[
Lists Home |
Date Index |
Thread Index
]
ok, I doubt really anyone cared last time, but the format is a little closer
to stabilizing. well, ok, mostly it was more me changing things "around" the
format (eg: hacking things so I could see namespaces during parsing, vs,
just after parsing, ...).
note that, I am no one of interest, presently a hobbyist living with parents
and attending classes at a local community college (off on a small
east-asian island in the pacific). likewise, I have no money or job either,
so I am not willing to try to pay for anything (or try to get parents to buy
it), hell, most stuff doesn't ship here anyways (not in the us or another
major country? many places don't ship).
ok, my implementation of things is similar to dom.

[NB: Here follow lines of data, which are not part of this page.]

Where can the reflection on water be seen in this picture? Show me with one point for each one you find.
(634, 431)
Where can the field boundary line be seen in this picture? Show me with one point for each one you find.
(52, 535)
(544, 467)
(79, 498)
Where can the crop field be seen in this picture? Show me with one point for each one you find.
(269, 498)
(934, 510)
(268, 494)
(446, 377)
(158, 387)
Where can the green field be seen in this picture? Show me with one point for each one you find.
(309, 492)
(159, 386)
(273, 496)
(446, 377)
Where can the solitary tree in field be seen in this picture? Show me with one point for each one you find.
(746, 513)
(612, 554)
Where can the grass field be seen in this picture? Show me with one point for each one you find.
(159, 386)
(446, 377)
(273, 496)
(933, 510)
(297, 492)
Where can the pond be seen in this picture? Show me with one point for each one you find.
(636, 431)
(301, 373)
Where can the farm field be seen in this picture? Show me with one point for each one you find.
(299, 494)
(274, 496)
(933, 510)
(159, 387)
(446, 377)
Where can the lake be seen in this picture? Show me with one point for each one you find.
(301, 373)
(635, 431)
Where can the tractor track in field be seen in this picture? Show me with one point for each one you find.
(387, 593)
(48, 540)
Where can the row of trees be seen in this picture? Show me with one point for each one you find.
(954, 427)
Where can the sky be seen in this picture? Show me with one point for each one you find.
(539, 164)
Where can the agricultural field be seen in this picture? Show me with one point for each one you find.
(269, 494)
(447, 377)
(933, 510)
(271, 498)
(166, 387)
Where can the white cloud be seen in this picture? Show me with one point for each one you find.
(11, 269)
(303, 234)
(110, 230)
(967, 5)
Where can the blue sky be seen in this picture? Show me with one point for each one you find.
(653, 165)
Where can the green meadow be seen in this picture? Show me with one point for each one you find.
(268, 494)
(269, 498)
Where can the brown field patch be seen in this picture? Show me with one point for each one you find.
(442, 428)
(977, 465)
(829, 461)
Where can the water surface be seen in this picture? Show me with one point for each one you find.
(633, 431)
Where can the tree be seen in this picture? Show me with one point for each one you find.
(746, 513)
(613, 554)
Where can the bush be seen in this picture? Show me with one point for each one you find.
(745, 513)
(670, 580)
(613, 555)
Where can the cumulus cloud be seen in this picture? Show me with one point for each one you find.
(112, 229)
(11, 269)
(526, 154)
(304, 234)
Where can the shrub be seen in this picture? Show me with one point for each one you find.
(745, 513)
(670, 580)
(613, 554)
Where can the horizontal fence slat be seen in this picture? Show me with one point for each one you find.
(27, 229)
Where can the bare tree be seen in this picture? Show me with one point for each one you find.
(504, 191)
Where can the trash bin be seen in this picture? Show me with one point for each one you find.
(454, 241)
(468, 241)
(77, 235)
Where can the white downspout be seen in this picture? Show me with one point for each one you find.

I have recently ran into sax, and can now see how clearly it differs from
dom.
I can say that my api resembles dom, in fact, some ideas were borrowed from
it. however, the w3c did not specify any c bindings afaik, no use to try to
conform exactly to a non-existant spec...
ok, sax looks like it could be cool. it's design could allow more direct
competition, eg, with the line-oriented text files I typically use in other
cases.
reconciling dom and sax style designs though could be a problem, likely it
would require a seperate api, and possibly seperate back-end
parsing/printing code as well.
I can say that, vs trivially encoded wbxml, my format wins size-wise.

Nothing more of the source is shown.